Vemos, ouvimos e lemos

04-08-2002
marcar artigo

VEMOS, OUVIMOS E LEMOS

Enquanto continua esta esquisita guerra global, onde, em cada dia que passa, ganha contornos a velha guerra civil mundial, cumpre chamar a atenção para o drama da democracia portuguesa continuar dominada pela tríade “imagem, sondagem, sacanagem”, para utilizarmos uma conhecida metáfora de Manuel Alegre.

Talvez seja mais adequado dizer-se que somos cada vez mais um país onde mandam os macacos cegos, surdos e mudos. Dos que vêem, ouvem e lêem, mas preferem ignorar, para agora parafrasearmos Sophia. Até preferimos encontrar um qualquer bode expiatório que, de vez em quando, atiramos para as morosidades processuais da chamada administração da justiça, enquanto que outros, do mesmo género caprónico, ou são amnistiados ou se candidatam aos eternos lugares da impunidade, que nenhuma comissão parlamentar de inquérito consegue lobrigar, porque maioria “oblige”.
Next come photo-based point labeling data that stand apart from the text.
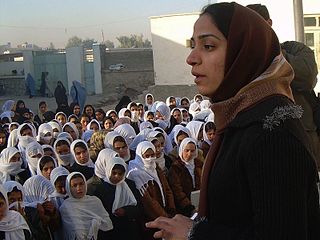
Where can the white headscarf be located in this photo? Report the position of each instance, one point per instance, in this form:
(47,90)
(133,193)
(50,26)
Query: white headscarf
(95,121)
(74,128)
(44,128)
(83,218)
(12,223)
(194,127)
(39,172)
(123,194)
(55,125)
(72,147)
(205,104)
(146,102)
(37,190)
(66,159)
(188,164)
(194,108)
(8,168)
(142,170)
(127,132)
(33,149)
(109,140)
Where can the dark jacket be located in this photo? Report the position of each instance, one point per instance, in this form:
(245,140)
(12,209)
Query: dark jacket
(126,227)
(264,181)
(181,184)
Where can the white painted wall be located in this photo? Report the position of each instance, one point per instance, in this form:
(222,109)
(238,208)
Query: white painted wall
(169,34)
(97,68)
(7,67)
(75,65)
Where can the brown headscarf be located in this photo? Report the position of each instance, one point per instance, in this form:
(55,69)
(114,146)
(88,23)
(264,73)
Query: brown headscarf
(255,69)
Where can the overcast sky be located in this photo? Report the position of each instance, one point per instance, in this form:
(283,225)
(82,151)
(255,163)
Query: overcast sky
(44,21)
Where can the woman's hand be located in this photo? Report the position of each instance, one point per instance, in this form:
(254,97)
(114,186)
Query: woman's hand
(176,228)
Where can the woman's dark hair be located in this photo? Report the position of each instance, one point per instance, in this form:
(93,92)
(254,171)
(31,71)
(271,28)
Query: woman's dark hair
(80,145)
(209,126)
(61,143)
(42,103)
(25,127)
(44,160)
(2,197)
(119,167)
(108,118)
(221,15)
(77,175)
(119,139)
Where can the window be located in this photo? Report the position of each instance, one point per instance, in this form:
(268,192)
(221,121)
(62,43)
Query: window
(309,39)
(310,21)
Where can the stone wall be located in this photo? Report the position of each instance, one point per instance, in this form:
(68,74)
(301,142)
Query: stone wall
(12,85)
(134,74)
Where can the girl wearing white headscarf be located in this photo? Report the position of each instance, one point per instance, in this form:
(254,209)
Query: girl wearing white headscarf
(12,223)
(56,128)
(113,139)
(94,125)
(157,198)
(80,151)
(45,134)
(118,195)
(10,164)
(39,207)
(149,100)
(82,215)
(45,166)
(24,139)
(185,176)
(62,148)
(34,152)
(72,129)
(126,131)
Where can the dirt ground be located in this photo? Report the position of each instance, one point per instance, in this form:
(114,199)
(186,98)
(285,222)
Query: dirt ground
(98,101)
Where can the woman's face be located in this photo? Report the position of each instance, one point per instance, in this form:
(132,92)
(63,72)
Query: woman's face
(208,54)
(47,169)
(78,187)
(108,124)
(189,151)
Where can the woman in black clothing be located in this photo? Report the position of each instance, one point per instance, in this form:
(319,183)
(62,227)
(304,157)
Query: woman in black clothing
(260,178)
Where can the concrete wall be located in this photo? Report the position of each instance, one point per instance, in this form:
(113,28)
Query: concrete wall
(136,76)
(7,67)
(169,35)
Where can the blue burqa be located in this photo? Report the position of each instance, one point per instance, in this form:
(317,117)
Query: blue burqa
(78,94)
(31,85)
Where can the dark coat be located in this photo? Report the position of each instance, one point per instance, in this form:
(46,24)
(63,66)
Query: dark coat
(127,227)
(264,181)
(181,184)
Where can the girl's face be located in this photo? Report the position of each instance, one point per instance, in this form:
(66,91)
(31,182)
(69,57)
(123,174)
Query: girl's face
(3,208)
(89,111)
(84,122)
(15,158)
(177,115)
(70,130)
(78,187)
(94,126)
(60,184)
(82,154)
(47,169)
(108,124)
(189,152)
(210,134)
(76,110)
(208,54)
(62,119)
(116,175)
(121,148)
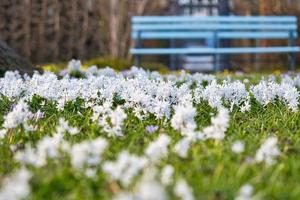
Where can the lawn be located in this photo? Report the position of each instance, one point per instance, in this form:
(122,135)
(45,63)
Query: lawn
(143,135)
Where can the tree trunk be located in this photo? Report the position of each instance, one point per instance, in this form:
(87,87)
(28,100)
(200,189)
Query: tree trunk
(10,60)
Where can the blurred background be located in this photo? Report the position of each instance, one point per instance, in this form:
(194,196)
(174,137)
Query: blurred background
(98,31)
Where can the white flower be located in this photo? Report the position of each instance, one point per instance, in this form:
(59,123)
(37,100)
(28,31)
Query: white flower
(182,147)
(48,147)
(183,191)
(17,116)
(183,119)
(74,65)
(167,175)
(158,148)
(238,147)
(16,186)
(245,193)
(2,133)
(63,126)
(87,153)
(111,120)
(268,151)
(219,125)
(125,168)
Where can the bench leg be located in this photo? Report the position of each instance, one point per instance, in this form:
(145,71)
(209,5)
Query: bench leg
(216,62)
(138,61)
(292,61)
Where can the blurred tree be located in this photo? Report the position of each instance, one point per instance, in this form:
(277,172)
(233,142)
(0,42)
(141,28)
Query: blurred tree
(9,60)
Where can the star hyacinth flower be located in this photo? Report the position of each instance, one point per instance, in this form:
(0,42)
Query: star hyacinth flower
(151,128)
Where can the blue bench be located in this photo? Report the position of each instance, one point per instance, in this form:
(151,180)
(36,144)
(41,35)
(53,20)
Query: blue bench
(215,29)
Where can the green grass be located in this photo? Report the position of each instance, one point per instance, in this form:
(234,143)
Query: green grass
(211,168)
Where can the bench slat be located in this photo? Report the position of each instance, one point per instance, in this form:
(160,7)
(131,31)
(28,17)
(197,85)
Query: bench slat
(233,50)
(166,27)
(205,35)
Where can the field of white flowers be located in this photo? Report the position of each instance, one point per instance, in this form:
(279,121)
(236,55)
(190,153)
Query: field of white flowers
(138,135)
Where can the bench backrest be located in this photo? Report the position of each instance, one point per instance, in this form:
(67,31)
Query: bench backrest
(222,27)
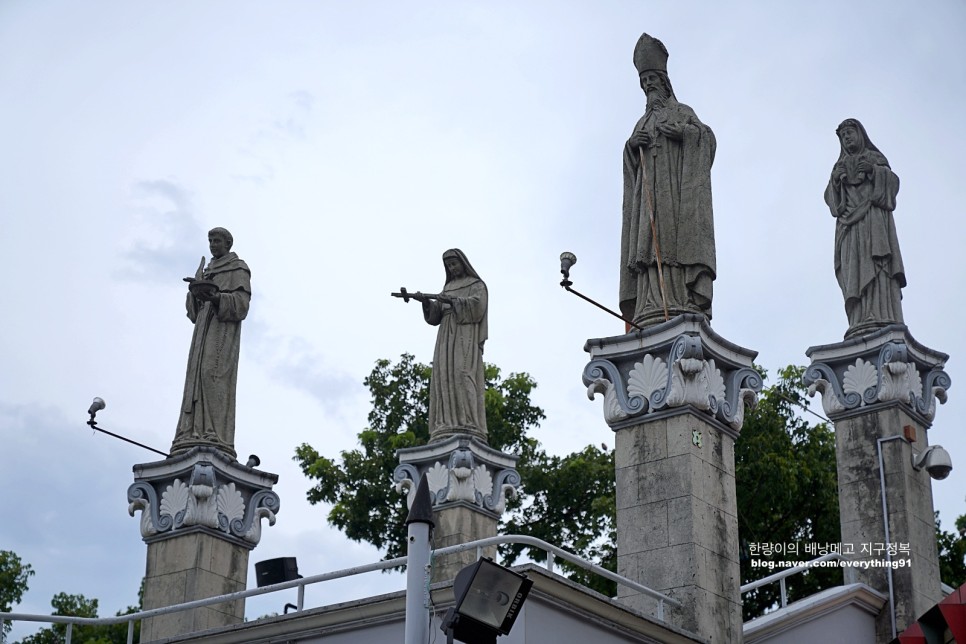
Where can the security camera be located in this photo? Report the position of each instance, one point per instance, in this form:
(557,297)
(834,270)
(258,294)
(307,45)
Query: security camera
(936,460)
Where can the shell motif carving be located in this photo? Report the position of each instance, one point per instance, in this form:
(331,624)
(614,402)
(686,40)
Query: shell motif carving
(231,508)
(174,502)
(648,377)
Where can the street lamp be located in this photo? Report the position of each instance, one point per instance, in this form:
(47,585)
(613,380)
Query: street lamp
(488,600)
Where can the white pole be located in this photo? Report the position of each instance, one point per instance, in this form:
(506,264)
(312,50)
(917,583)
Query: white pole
(419,524)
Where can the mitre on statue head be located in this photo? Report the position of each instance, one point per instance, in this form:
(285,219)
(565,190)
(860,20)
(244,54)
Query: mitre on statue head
(650,54)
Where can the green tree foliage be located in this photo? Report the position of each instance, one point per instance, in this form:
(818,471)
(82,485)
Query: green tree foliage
(565,500)
(787,490)
(952,553)
(81,606)
(358,485)
(13,582)
(785,478)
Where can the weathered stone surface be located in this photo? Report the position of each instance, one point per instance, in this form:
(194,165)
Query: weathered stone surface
(909,500)
(667,181)
(670,368)
(469,484)
(861,194)
(188,567)
(876,370)
(677,526)
(205,490)
(675,394)
(455,525)
(457,384)
(217,302)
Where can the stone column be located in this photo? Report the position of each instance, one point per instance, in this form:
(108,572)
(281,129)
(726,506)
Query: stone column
(675,395)
(880,390)
(201,515)
(469,483)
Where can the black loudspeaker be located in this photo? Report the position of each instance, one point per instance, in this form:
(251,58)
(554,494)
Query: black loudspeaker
(275,571)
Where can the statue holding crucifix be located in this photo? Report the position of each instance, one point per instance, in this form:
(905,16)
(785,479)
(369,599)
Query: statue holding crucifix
(667,240)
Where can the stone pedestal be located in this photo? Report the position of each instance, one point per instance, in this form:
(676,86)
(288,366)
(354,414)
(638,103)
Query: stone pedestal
(675,395)
(469,483)
(201,515)
(881,390)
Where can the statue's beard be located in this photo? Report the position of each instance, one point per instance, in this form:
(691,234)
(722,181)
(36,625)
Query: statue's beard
(656,98)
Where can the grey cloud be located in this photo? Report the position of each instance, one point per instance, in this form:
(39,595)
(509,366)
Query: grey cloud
(296,362)
(171,248)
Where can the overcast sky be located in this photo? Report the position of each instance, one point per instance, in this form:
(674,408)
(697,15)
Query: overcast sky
(346,146)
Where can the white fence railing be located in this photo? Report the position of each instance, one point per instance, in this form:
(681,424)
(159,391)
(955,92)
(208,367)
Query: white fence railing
(553,552)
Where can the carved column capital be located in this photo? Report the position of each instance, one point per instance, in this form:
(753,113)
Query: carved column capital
(874,370)
(671,368)
(203,490)
(460,471)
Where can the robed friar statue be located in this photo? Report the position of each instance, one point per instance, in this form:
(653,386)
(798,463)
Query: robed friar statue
(217,302)
(861,194)
(667,240)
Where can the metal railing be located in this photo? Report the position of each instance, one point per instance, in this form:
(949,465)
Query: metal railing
(551,551)
(788,572)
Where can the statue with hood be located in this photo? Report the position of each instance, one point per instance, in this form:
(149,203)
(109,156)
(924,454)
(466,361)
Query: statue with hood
(217,302)
(667,239)
(861,194)
(457,384)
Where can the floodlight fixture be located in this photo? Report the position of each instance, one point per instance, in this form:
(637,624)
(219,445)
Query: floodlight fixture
(276,571)
(488,600)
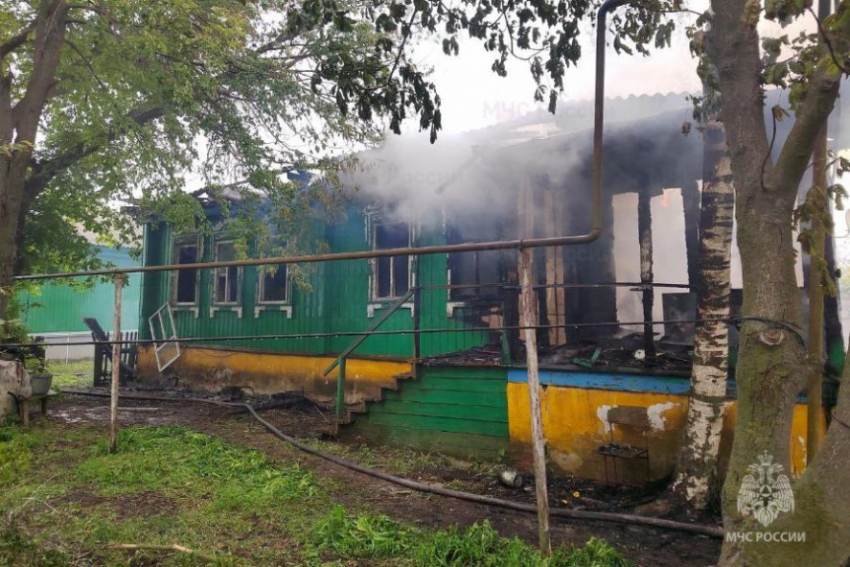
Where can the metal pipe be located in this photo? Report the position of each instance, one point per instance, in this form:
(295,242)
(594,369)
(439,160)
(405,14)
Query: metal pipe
(116,366)
(730,320)
(331,257)
(340,391)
Com efeito, os ditames do Estado-Espectáculo continuam a esmagar o Estado de Direito, repetindo o ditame salazarento proclamado por ocasião da inauguração da nossa réplica goebbelsiana, segundo o qual, “em política, o que parece, é”. Por outras palavras, todas as agências de marketing e comunicação, que fazem assessoria aos nossos principais protagonistas políticos, persistem no erro de propagar que em política só existe aquilo que se comunica em “slogan”, através do efémero dos breves minutos de um telejornal. Democracia não é teatrocracia de fantoches.

Em segundo lugar, muitos pretensos democratas, que nunca compreenderam a profunda mensagem de Rousseau, continuam a pensar que a “vontade de todos” se identifica com a “vontade geral”, repetindo a falácia dos eternos inimigos da democracia. Como ensinou Kant, e repetiu António Sérgio, a vontade de todos, marcada pela soma dos interesses de cada um, nunca pode ser a fonte da soberania popular. Não há democracia, se esta não assentar no esforço educativo da vontade geral, onde cada um decide como se fosse o próprio soberano, movido pelos interesses do todo e não pelos respectivos interesses particulares. Por outras palavras, a decisão de um indivíduo, no âmbito da cidadania, implica o imperativo categórico, onde a actuação de cada um tem que ser movida por uma espécie de lei universal. Democracia não é sondajocracia.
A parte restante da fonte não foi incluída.